The evacuation was prompted by fierce violence that erupted last week between two opposing forces in the country. The power struggle between the regular army and the Rapid Support Forces (RSF) has seen deadly shooting and shelling in the capital, Khartoum, and other parts of Sudan.
Foreign Secretary James Cleverly said there were “specific threats and violence directed towards diplomats” which led to the decision to evacuate staff. He added that by relocating the embassy to a nearby country, diplomats could provide more assistance to those in Sudan. However, he noted that the government’s ability to evacuate other British nationals was “severely limited” until fighting between warring parties stopped.
Some UK nationals in Khartoum have told the BBC they felt abandoned by the UK government, with one woman saying she had not been given “much information at all” about possible evacuation plans. The near-constant shooting and bombing in Khartoum and elsewhere has cut electricity and safe access to food and water for much of the population. The western region of Darfur has also been badly affected by the fighting.
A number of ceasefires have been ignored, including a supposed three-day pause to mark the Muslim holiday of Eid al-Fitr, which started on Friday. A hotline has been set up for those who need urgent help, and UK citizens in Sudan are being urged to tell the Foreign Office where they are in case more help becomes available.

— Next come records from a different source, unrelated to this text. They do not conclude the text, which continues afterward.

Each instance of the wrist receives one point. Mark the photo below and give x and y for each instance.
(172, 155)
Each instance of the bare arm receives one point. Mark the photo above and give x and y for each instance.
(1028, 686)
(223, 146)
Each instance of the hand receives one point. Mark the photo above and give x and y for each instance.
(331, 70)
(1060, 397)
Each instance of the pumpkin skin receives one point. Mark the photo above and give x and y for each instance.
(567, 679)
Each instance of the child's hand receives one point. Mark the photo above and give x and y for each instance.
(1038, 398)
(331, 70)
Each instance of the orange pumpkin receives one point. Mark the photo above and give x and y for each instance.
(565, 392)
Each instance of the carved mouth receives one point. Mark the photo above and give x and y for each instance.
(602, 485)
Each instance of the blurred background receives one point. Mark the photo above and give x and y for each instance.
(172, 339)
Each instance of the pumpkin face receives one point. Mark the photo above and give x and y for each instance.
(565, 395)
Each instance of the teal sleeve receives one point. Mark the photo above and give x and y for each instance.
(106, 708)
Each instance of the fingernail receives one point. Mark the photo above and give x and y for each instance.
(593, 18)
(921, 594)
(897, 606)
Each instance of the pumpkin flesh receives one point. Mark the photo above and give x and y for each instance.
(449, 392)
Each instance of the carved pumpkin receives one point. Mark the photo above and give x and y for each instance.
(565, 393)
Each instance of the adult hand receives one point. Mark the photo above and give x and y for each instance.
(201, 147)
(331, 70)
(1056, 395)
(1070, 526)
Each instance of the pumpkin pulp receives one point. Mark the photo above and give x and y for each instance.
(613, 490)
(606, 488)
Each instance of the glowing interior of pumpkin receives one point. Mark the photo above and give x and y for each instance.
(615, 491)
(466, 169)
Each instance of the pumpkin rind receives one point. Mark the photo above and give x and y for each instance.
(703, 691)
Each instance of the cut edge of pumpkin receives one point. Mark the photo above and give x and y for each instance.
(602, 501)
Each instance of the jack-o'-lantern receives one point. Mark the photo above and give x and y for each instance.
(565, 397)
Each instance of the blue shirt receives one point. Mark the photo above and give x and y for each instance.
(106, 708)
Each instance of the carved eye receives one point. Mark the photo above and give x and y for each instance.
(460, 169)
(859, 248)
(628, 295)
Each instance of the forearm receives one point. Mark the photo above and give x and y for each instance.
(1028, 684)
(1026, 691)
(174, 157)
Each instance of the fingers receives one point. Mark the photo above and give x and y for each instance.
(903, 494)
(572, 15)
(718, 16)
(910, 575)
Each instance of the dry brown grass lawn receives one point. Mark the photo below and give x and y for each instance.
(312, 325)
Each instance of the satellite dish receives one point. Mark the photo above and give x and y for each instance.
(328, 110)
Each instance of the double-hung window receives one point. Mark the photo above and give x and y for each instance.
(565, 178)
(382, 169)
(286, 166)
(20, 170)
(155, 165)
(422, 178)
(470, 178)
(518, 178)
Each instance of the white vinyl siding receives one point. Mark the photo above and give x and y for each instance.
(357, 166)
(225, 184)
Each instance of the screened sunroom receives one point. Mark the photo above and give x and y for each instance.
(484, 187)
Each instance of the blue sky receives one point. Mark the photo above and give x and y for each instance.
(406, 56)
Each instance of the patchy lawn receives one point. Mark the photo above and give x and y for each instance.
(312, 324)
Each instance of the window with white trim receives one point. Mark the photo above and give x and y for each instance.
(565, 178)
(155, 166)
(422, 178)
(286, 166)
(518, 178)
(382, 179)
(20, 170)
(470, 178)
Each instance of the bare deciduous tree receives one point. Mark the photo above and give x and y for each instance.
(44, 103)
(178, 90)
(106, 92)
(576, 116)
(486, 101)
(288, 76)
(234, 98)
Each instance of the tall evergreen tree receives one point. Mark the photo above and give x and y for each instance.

The UK’s move follows the evacuation of US diplomats in the early hours of Sunday morning, and Defence Minister Ben Wallace thanked both France and the US for their assistance. Several other countries including France, the Netherlands and Italy have also begun evacuating citizens.
Wallace said the evacuation of UK diplomatic staff was complex as the embassy was located between the two warring factions’ headquarters in Khartoum. He added that young children were among those who were evacuated. A second Cobra meeting – an emergency response committee made up of ministers, civil servants and others – is planned for Sunday evening to discuss the situation in Sudan.